As we made arrangements, Ron and Lisa told me they thought it would be good for six-year-old Shane to observe the procedure. They felt as though Shane might learn something from the experience.

The next day, I felt the familiar catch in my throat as Belker ‘s family surrounded him. Shane seemed so calm, petting the old dog for the last time, that I wondered if he understood what was going on. Within a few minutes, Belker slipped peacefully away.

The little boy seemed to accept Belker’s transition without any difficulty or confusion. We sat together for a while after Belker’s Death, wondering aloud about the sad fact that animal lives are shorter than human lives.
Shane, who had been listening quietly, piped up, ”I know why.”

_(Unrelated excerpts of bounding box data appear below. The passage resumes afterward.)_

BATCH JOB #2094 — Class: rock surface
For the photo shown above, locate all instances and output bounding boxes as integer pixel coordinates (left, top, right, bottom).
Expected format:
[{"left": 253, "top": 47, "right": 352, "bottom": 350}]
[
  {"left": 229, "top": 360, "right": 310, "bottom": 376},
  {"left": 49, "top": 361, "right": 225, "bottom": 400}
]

Startled, we all turned to him. What came out of his mouth next stunned me. I’d never heard a more comforting explanation. It has changed the way I try and live.

He said,”People are born so that they can learn how to live a good life — like loving everybody all the time and being nice, right?” The Six-year-old continued,

”Well, dogs already know how to do that, so they don’t have to stay as long.”

Live simply.

Love generously.

Care deeply.

Speak kindly.

Remember, if a dog was the teacher you would learn things like:

When loved ones come home, always run to greet them.

Never pass up the opportunity to go for a joyride.

Allow the experience of fresh air and the wind in your face to be pure Ecstasy.

Take naps.

Stretch before rising.

Run, romp, and play daily.

Thrive on attention and let people touch you.

Avoid biting when a simple growl will do.

On warm days, stop to lie on your back on the grass.

On hot days, drink lots of water and lie under a shady tree.

When you’re happy, dance around and wag your entire body.

Delight in the simple joy of a long walk.

Be loyal.

Never pretend to be something you’re not.

If what you want lies buried, dig until you find it.

When someone is having a bad day, be silent, sit close by, and nuzzle them gently.

ENJOY EVERY MOMENT OF EVERY DAY!


----------



## Kasey'sLuckyMama (Mar 18, 2006)

Thank you!!

I lost my Kasey almost 3 months ago, and it reminds me the reason she kept me alive to read this! Thank you!


----------



## TheCrewAndUs (Sep 11, 2011)

Thank you..


----------



## TheZ's (Jun 13, 2011)

That was wonderful. Dogs really do have so much to teach us about how to live.


----------



## ScottyUSN (Jul 18, 2011)

I've lost three Goldens over the past 20 years. Most recently my boy Finn this past summer. I found this forum and far more importantly all the members who just get what your going through...

In my heaven I hope be be greeted by not only past friends and relatives, but also a flurry of flying Golden Retriever tails.


----------



## Max's Dad (Apr 23, 2012)

Thanks for sharing the story.


----------



## Buddysmyheart (Dec 28, 2011)

Beautiful words to live by, and the type of life to strive for!!


----------



## Bentleysmom (Aug 11, 2012)

Just beautiful, thank you! I truly believe that we could all learn a lot from our dogs if we just listened to their message. ♥


----------



## FeatherRiverSam (Aug 7, 2009)

ScottyUSN said:


> I've lost three Goldens over the past 20 years. Most recently my boy Finn this past summer. I found this forum and far more importantly all the members who just get what your going through...
> 
> In my heaven I hope be be greeted by not only past friends and relatives, but also a flurry of flying Golden Retriever tails.


And if they're not there...I want to go where they go.

Thank you for sharing this story and your thoughts. Some great points made and well worth reflection...

Pete & Woody


----------



## honeysmum (Dec 4, 2007)

Thank you for sharing, we can all learn from a 6 year old we cant buy a dogs love and affection with all the money and wealth in the world they give it unconditionally and that is priceless.


----------